According to Para-Mallam, the crowd numbered about 5,000 and included both Catholics and Protestants. Together, he said, they peacefully and prayerfully marched, ending in front of the governor’s office building in the city of Jos. Archbishop Matthew Ishaya Audu of Jos and several Catholic priests also took part in the march and rally, according to Para-Mallam.

The demonstration was "mournful, angry, and surprisingly joyful," according to Rev. Dr. Gideon Para-Mallam. Credit: Photos by Nigerian multimedia journalist Jœy Shèkwônúzhïbó, used with permission.
The demonstration was “mournful, angry, and surprisingly joyful,” according to Rev. Dr. Gideon Para-Mallam. Credit: Photos by Nigerian multimedia journalist Jœy Shèkwônúzhïbó, used with permission.

The rally was organized with the help of the Christian Association of Nigeria (CAN), a coalition of Nigerian Christian Churches and groups that includes the Catholic Church in Nigeria. 

Para-Mallam said the purpose of the demonstration was to “mourn in solidarity” with the devastated communities as well as to show them that the Church “cares” and “identify with them in the moment of suffering and mourning.”

A secondary purpose for the rally, Para-Mallam said, was to “get the Church on the Plateau to unite and to speak with one voice around the issues of social justice” and to “create awareness nationally and globally about the Christmas season attack.”

Para-Mallam said that Plateau’s governor, Caleb Mutfwang, addressed the crowds at the rally and was “sympathetic and understanding and spoke well on the pains of his people.”

Mutfwang condemned the attacks shortly after they occurred in a Dec. 26 statement in which he said: “This has indeed been a gory Christmas for us.” 

“He promised to relay our concerns to the president and committed to work with the president to end the killings in the Plateau state,” Para-Mallam said. 

Despite the governor and president voicing their support for the impacted communities, several religious freedom advocates have been critical of the lack of government response to the growing terrorist attacks. 

Maria Lozano, a representative for the papal relief group Aid to the Church in Need, told CNA after the attacks that tangible government support was largely absent after the Christmas massacre and that a “lack of response from the government” over the years has worsened the situation in the region.
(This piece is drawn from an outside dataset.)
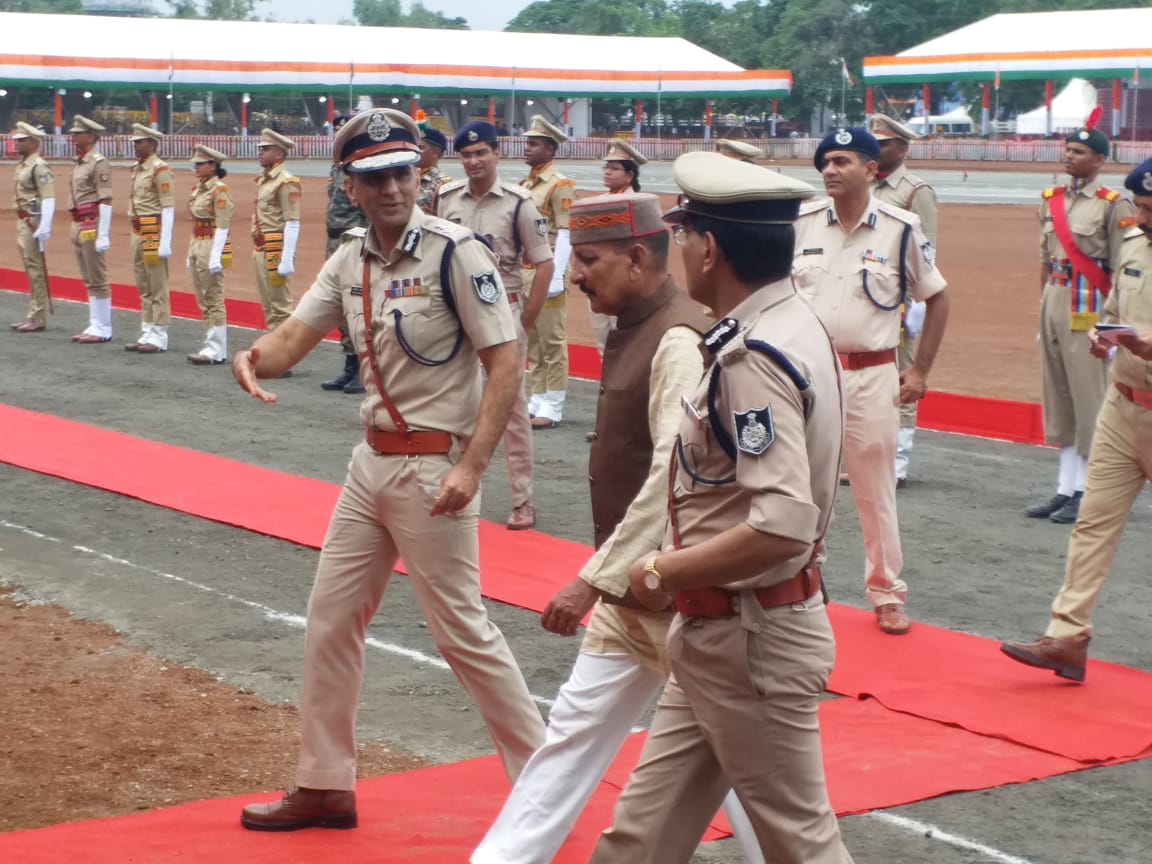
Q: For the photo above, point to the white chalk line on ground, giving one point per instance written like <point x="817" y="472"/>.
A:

The absence of government support, Lozano said, has forced Christian churches to take on the “primary responsibility of providing assistance.” 
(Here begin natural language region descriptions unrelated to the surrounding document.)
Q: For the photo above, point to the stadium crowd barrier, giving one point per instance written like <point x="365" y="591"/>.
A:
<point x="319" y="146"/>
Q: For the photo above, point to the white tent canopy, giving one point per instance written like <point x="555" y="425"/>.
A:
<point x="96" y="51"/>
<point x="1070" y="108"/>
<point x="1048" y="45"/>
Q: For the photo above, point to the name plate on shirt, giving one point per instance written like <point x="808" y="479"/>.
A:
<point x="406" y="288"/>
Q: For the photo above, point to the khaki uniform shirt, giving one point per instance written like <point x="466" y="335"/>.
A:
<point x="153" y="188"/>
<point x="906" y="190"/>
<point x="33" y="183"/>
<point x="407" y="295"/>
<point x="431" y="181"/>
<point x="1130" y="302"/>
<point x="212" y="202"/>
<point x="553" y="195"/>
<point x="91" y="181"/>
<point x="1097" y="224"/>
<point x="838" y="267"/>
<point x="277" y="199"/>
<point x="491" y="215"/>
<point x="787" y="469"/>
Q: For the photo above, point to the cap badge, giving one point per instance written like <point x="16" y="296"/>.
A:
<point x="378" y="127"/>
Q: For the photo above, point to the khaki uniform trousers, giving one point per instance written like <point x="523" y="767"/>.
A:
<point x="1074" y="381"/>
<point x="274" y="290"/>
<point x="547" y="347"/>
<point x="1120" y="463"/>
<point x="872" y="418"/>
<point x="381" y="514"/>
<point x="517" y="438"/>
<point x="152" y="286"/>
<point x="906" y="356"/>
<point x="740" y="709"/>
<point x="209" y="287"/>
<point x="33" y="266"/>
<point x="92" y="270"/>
Para-Mallam asked for Christians outside of Nigeria to help by offering prayer, advocacy, and humanitarian intervention. 
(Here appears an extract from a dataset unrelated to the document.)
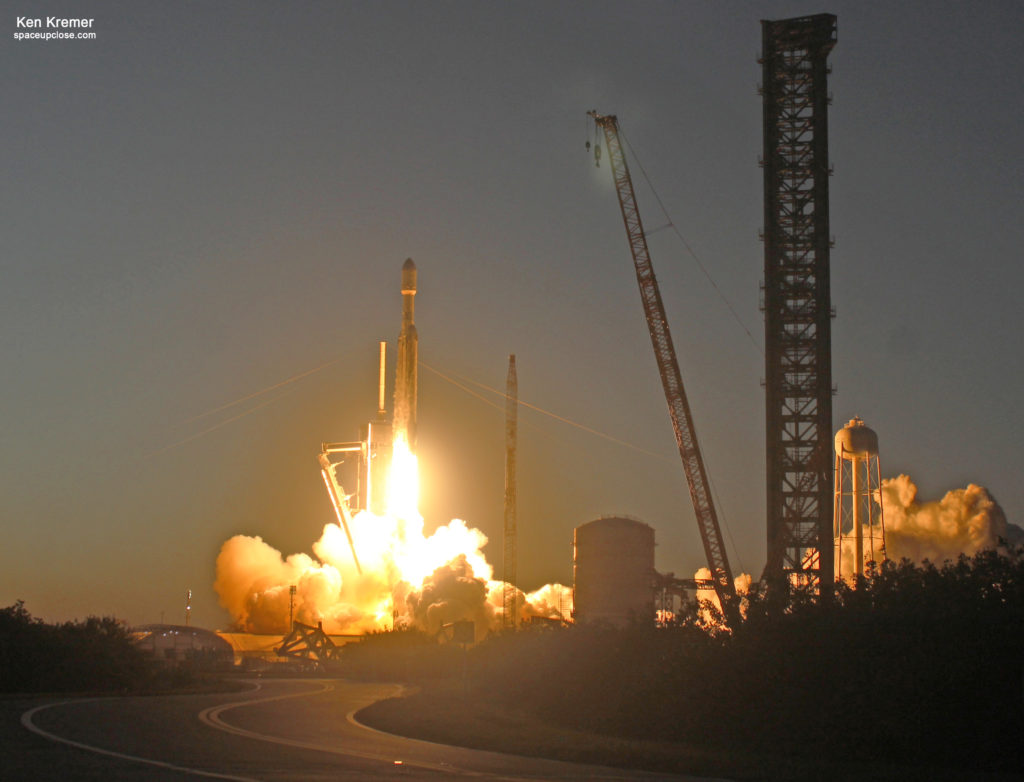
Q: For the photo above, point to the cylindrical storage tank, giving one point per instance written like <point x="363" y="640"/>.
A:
<point x="613" y="571"/>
“We also want fellow believers to encourage policymakers to encourage the Nigerian government to do more to end the killings in general and particularly those targeted at Christians,” he said. 

For several years now, religious freedom advocates have criticized the U.S. government for failing to include Nigeria in the State Department’s “Countries of Particular Concern” list, which some consider to be America’s most effective tool to encourage foreign governments to address the persecutions in their countries. 

“There is no justification as to why the State Department did not designate Nigeria or India as a Country of Particular Concern,” said U.S. Commission on International Religious Freedom chair Abraham Cooper and vice chair Frederick Davie in a Jan. 4 statement.

Cooper and Davie mentioned the Christmas massacre as “just the latest example of deadly violence against religious communities in Nigeria.”

Speaking on “EWTN News Nightly” on Monday, Davie said that the decision to leave Nigeria off the list was “particularly” concerning and a “huge mistake.” 

Davie told EWTN that “there are some who are saying that the government [of Nigeria] if it is not actively participating in some of this religious persecution is actually standing by and not doing what it can to prevent it.”

“We just believe,” Davie explained, “that by designating Nigeria a Country of Particular Concern, the United States puts itself in a position to work more closely with the government of Nigeria to address some of those fundamental security issues that are going unattended to.”

Despite this, the State Department has left Nigeria off the Countries of Particular Concern list since 2021.